Pagi itu, Jakarta diguyur hujan. Tidak deras, hanya gerimis tipis yang menggantung di jendela, seperti perasaan yang juga menggantung di dada Althea saat ia membuka mata.
Ia menemukan dirinya sendirian di tempat tidur hotel yang kini terasa sangat familiar. Selimut yang hangat, aroma kayu manis dari diffuser di sudut ruangan, dan bunyi tipis hujan di luar—semuanya seperti menciptakan ruang kecil yang nyaman, tapi menyesakkan.
Luca tidak ada di kamar.
Althea bangkit dan mengenakan jubah mandi putih yang tergantung di belakang pintu kamar mandi. Rambutnya masih berantakan. Wajahnya tanpa riasan. Tapi matanya sudah penuh kesadaran.
Ia melangkah ke ruang tengah dan melihat Luca sedang duduk di balkon, mengenakan sweater abu-abu, dengan secangkir kopi di tangan dan laptop di pangkuannya.
“Lo kerja?” tanya Althea sambil berdiri di ambang pintu kaca.
Luca menoleh. “Iya, bentar aja. Ada email dari board direktur.”
Althea mengangguk pelan. “Santai aja. Gue juga baru bangun. Lo nggak mesan sarapan?”
Luca tersenyum tipis. “Gue nunggu lo bangun. Ntar gue panggil room service. Lo mau apa?”
“Roti bakar sama scrambled egg. Sama teh manis.”
Luca mengangguk, lalu berdiri dan masuk ke dalam untuk menelepon pelayanan kamar.
Althea duduk di sofa, menarik lututnya ke dada, lalu menatap hujan dari balik jendela.
Tiga hari. Itu waktu yang Luca minta. Dan sekarang hari ketiga. Entah kenapa, Althea tidak siap.
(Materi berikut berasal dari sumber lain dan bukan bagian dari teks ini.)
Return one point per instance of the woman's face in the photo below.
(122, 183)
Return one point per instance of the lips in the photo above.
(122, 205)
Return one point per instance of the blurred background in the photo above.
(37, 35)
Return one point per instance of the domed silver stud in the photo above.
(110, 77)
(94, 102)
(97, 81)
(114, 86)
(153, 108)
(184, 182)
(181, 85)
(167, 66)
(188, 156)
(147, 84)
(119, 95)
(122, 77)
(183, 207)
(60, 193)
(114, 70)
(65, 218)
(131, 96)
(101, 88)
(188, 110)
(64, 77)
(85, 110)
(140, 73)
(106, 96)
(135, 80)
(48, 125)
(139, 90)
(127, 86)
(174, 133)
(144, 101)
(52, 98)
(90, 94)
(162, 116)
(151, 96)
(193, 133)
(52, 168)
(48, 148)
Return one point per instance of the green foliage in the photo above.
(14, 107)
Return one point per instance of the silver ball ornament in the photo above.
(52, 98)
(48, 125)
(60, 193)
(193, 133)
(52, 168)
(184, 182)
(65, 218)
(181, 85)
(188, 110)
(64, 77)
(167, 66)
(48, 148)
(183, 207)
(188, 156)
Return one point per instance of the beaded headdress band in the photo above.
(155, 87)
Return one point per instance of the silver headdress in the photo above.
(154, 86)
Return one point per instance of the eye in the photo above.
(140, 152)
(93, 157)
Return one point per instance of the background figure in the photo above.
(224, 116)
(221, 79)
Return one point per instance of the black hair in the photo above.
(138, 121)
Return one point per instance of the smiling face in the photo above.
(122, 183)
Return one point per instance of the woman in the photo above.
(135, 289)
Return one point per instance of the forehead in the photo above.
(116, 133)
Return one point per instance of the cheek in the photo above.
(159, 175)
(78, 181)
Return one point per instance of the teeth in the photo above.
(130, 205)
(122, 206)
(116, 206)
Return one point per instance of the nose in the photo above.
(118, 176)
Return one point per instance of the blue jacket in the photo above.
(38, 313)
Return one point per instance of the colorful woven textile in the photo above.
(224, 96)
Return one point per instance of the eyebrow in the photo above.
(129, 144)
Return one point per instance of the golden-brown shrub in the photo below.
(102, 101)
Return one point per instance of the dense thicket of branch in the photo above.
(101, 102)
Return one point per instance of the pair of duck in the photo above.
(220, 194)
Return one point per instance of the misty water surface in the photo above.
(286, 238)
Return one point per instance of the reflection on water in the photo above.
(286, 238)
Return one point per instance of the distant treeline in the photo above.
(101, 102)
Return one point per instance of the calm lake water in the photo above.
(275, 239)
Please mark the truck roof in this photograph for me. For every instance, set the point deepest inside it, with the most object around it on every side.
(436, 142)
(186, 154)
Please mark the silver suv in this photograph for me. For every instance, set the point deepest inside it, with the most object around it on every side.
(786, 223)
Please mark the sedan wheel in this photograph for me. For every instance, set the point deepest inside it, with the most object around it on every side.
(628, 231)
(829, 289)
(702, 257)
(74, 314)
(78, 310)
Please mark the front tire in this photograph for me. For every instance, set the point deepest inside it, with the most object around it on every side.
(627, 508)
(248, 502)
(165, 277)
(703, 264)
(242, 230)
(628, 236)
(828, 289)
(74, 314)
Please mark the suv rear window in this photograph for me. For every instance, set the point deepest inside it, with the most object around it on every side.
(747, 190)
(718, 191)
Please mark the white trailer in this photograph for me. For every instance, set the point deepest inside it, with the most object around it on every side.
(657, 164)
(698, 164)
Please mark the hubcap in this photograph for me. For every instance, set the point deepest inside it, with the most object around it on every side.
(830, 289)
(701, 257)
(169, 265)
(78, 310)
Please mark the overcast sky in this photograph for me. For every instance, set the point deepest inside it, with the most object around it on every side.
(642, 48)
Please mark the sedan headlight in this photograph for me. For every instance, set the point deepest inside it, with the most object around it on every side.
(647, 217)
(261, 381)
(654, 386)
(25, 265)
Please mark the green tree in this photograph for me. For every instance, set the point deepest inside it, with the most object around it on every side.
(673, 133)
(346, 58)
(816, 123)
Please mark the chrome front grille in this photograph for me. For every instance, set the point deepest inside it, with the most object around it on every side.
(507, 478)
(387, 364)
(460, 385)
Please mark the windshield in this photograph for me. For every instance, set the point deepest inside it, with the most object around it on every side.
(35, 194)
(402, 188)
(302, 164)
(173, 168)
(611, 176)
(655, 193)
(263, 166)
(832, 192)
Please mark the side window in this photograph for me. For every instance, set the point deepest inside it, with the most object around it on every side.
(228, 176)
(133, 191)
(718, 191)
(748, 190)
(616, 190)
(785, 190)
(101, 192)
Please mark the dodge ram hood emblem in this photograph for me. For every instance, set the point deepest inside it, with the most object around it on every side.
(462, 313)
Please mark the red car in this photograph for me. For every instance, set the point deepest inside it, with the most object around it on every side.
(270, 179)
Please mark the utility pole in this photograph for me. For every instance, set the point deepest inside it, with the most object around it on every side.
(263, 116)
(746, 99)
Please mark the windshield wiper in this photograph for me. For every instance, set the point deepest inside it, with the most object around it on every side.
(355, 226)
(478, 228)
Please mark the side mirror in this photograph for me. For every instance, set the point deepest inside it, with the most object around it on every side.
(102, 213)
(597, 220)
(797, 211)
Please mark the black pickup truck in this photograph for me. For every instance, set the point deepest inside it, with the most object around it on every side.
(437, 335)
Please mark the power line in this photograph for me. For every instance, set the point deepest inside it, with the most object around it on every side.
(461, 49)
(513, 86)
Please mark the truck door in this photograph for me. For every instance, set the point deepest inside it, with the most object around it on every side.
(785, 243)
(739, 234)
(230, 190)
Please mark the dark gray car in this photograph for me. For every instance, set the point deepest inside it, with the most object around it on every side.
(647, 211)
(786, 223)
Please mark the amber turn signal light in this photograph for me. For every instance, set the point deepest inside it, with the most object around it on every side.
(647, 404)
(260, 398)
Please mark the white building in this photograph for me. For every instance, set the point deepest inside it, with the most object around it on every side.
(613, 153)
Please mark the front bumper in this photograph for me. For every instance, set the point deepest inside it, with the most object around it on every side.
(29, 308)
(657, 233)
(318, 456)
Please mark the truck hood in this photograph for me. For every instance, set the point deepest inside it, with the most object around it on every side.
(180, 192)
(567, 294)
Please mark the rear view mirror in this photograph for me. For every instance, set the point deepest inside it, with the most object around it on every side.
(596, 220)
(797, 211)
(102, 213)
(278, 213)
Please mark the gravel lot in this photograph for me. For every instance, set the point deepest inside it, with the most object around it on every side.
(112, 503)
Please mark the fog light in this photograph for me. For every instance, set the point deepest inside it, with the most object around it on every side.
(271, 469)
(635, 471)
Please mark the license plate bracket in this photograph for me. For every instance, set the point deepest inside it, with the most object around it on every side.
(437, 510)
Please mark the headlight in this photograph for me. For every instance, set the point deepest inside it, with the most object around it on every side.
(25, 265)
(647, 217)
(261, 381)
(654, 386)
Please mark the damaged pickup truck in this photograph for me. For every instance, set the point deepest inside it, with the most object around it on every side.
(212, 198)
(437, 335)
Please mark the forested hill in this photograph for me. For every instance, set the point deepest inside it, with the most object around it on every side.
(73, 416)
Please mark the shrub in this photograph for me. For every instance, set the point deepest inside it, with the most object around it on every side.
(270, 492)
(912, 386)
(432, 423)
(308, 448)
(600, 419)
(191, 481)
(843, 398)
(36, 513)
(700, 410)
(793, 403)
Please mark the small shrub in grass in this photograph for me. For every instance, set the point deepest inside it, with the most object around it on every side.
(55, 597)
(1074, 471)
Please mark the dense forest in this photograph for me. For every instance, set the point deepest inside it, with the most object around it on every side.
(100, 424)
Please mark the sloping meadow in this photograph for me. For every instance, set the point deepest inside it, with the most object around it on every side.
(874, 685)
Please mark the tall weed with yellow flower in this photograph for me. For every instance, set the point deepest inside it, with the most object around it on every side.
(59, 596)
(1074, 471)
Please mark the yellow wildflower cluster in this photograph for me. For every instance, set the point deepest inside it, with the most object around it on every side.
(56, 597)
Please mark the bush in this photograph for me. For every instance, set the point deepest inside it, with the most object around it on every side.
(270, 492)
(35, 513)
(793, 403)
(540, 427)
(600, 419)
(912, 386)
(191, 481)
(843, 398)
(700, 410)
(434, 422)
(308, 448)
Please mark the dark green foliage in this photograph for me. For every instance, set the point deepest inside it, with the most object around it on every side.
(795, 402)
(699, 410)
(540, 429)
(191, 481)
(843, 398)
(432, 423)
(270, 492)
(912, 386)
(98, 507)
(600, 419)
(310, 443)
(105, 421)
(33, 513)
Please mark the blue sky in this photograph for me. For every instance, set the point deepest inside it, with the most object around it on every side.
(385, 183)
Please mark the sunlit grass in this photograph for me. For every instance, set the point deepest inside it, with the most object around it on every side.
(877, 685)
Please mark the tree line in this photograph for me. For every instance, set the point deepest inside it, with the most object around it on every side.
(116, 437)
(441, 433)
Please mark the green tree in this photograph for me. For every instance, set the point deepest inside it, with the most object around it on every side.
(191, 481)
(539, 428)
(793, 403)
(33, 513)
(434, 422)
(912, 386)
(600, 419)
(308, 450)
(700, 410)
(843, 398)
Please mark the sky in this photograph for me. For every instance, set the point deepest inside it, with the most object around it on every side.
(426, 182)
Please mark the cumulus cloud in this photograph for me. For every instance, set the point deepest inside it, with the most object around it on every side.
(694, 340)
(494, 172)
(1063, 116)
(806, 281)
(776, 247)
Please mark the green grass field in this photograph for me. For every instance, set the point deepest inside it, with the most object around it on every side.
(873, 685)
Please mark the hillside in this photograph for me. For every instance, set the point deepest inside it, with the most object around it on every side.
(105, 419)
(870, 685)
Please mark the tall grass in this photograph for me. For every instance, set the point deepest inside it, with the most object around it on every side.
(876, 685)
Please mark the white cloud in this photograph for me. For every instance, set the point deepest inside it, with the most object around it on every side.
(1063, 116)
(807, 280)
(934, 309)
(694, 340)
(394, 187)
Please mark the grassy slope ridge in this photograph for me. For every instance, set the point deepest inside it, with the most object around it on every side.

Bukan karena perpisahan, tapi karena dia mulai terbiasa dengan kehadiran Luca. Dengan cara pria itu diam tapi memperhatikan. Dingin tapi hangat di sela-selanya. Rasanya seperti naik roller coaster tanpa sabuk pengaman—berbahaya, tapi menegangkan dalam cara yang anehnya menyenangkan.
“Lo kenapa bengong?” suara Luca membuyarkan lamunannya.
“Enggak. Cuma mikir... ini hari terakhir, ya?”
Luca menatapnya. “Lo hitungin?”
Althea nyengir. “Kan, lo yang bilang tiga hari. Gue pikir lo orangnya disiplin banget sama waktu.”
“Gue juga bisa impulsif,” jawab Luca sambil duduk di sofa seberang. “Apalagi kalau yang gue temuin... lebih dari yang gue duga.”
Althea mengerutkan kening. “Maksud lo?”
Luca meneguk kopinya sebelum menjawab. “Gue kira lo bakal jadi tiga hari biasa. Tapi ternyata... lo kayak pintu ke tempat yang selama ini nggak pernah gue berani buka.”
Althea tertawa pelan. “Gue pintu sekarang?”
“Lo... sesuatu yang ngebikin gue ngerasa jadi manusia lagi.”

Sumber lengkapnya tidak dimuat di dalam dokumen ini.